Ao ser presa a mulher foi pressionada pelas autoridades a assinar uma advertência oficial ou “ata de advertência”, um documento que de acordo com o ministério Portas Abertas pode ser usado para justificar a prisão usando acusações criminais.

Yoaxis não aceitou assinar o documento e foi intimada a parar de ter contato com elementos “contrarrevolucionários”. Seu esposo, interrogado pelos serviços de segurança cubano no dia 8 de outubro, também não aceitou assinar a ata.

O pastor Mario Felix Lleonart Barroso, a missionária Yoaxis Marcheco Suarez e o apóstolo Omar Gude Perez são autores de um documento publicado no ano passado falando sobre a liberdade religiosa em Cuba.

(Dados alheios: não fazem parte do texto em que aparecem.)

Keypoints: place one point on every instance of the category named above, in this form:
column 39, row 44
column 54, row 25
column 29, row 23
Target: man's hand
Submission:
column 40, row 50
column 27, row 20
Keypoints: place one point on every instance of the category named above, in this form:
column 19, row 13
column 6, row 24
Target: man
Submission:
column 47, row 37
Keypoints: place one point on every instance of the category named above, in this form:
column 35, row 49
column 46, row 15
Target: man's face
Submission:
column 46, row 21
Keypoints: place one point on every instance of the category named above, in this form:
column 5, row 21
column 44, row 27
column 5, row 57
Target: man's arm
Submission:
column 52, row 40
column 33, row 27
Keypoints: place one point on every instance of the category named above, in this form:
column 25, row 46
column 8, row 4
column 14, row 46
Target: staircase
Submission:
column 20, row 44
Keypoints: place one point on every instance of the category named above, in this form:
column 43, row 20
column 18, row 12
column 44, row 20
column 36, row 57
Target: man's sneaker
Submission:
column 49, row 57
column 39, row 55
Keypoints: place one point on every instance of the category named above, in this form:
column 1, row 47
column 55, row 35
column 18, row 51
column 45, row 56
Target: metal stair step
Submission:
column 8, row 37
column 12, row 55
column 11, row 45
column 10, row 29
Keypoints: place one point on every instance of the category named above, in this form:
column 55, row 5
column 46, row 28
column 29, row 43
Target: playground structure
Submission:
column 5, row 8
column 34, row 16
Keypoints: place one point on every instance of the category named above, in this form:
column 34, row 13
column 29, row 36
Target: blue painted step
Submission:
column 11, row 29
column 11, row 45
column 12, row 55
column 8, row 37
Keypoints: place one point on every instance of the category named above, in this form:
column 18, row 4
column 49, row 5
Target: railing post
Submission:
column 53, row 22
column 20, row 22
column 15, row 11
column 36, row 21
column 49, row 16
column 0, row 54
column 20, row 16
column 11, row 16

A declaração dos cristãos afirma que o governo cubano não respeita a liberdade de religião. O documento foi apresentado em Washington DC, nos Estados Unidos, com o título de “Trinta questões para o governo cubano”, falando sobre a recusa do governo de reconhecer oficialmente muitos grupos religiosos.

Os três cristãos fazem parte de uma organização religiosa legalmente reconhecida por Cuba, mas luta pelos outros religiosos, cristãos ou não, que são considerados ilegais pelo governo.

A ida dos religiosos para os Estados Unidos teve parceria com a organização Christian Solidarity Worldwide (CSW) que há alguns meses divulgou um relatório mostrando o aumento das violações de liberdade religiosa no país.